Metro Vancouver mortgage lenders are finding it difficult to locate their borrowers to serve foreclosure papers as default rates skyrocket.
In one instance, the courts granted CIBC permission to email foreclosure papers to Xing Xiu Hua alias Xingxiu Hua after the lender alleged that the borrower “cannot be found after a diligent search and/or is evading personal service despite diligent attempts to serve”.
Subprime mortgage lender Reliable Mortgages Investment Corp has listed two Shaughnessy mansions and one Mount Pleasant duplex belonging to Hua as foreclosure sales.
BC Supreme Court ordered the sale of all for of Hua’s properties in 2017 after she reneged on a deal to buy a fifth property1.
Alternate mortgage lender Instanfund Mortgage Management Corp also seems to be having trouble locating one of its borrowers. Courts recently granted Instafund permission to serve borrower Jin Ji Wang foreclosure papers by email for a property at 1511 Errigal Place, West Vancouver, assessed at over $7 million.
The lender is alleging that the borrower owes nearly $3.5 million at an annual interest rate of 12%.
Subsequent court documents show that at least in CIBC’s case, the borrower did finally respond to the petition.
It seems that the Hua was simply busy attempting to settle nearly $10 million worth of debts by transferring money from the People’s Republic of China, according to the response filed.
Court filings show that there’s been an uptick in foreclosures in the Metro Vancouver region.

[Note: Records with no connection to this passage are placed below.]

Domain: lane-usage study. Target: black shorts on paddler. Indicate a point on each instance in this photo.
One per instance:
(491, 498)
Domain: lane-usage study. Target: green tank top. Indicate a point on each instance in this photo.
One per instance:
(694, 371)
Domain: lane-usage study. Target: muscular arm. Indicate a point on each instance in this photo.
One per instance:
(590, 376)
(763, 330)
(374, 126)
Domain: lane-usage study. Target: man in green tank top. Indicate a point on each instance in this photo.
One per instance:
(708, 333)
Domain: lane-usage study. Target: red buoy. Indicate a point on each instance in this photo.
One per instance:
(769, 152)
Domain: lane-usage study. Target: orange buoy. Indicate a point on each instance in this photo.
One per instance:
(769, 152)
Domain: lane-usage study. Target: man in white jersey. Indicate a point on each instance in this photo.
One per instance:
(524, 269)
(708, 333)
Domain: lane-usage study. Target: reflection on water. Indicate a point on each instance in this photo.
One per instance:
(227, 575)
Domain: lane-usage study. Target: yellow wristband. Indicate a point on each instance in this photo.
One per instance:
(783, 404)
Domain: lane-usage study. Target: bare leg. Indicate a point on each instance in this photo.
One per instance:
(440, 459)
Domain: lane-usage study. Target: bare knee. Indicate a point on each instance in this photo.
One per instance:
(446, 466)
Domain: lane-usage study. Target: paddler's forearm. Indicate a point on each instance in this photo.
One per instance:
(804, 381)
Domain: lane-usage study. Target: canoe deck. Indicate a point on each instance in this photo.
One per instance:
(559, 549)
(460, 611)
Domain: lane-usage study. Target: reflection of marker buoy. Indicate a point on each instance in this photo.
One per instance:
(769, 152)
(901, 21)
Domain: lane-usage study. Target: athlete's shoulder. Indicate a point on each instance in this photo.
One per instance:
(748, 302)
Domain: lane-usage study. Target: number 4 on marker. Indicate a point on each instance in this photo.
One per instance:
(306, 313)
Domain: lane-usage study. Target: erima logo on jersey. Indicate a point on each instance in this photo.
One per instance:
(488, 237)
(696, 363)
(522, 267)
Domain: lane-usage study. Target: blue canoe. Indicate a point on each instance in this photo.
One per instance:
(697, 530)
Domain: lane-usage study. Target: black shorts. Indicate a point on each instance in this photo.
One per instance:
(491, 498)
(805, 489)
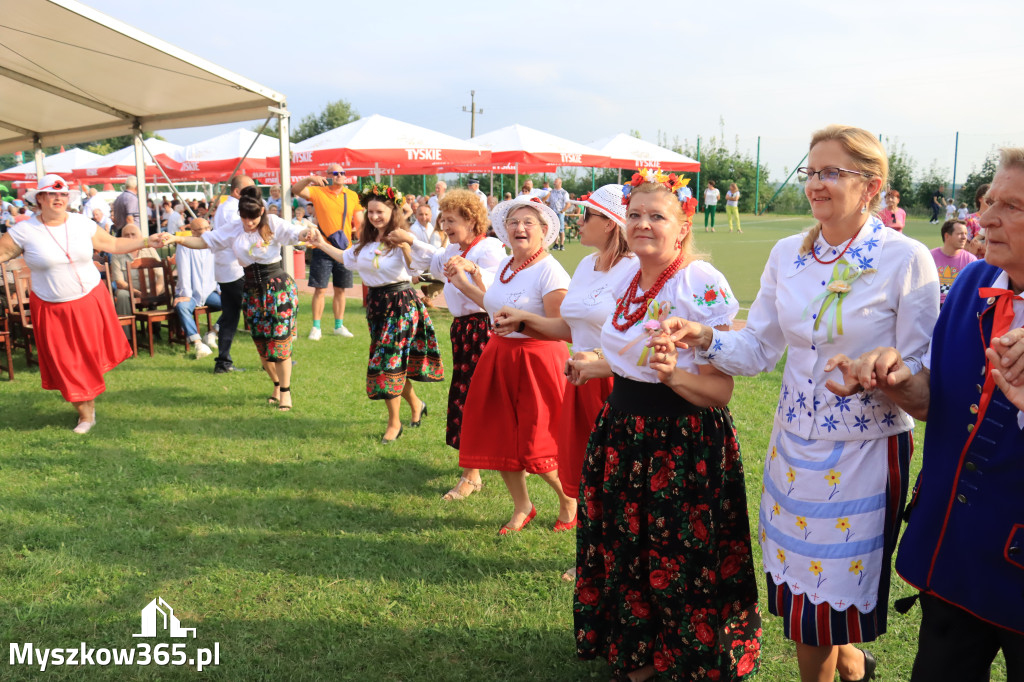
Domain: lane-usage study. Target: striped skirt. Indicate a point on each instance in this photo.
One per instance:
(821, 625)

For example, Reliable Mortgages Investment Corp has filed 18 foreclosure proceedings in BC Supreme Court in the first eight months of 2019.
This is in contrast to 13 in the first eight months of 2018 and just eight in the first eight months of 2017.
This doesn’t really surprise me. Recently a friend of mine experienced some shenanigans where the owners of the place she was renting in Burnaby tried to kick everyone out while selling the place. She was worried about finding the address of the new owners, so she could continue paying rent, so I pulled the deed transfer for her. Both the old owners and the new owners listed the property as their own address, even though they were both using it as a rental property. Also, it turned out that the people she had been paying rent to (who lived in the basement suite) weren’t actually the owners.
I dug a little deeper into the mortgages, and it turns out both the old owner and the new owner had maxed-out subprime mortgages against the property. On both mortgages, they listed the property as their address, with no other contact details. I suspect this is a very common tactic in the current market. Buy a property, say you’re living there (for all kinds of tax breaks), and put it down as your address on the subprime mortgage you take out so it’s next to impossible to track you down later.
What does slightly amaze me is that both these mortgages were held by major banks, not subprime lenders.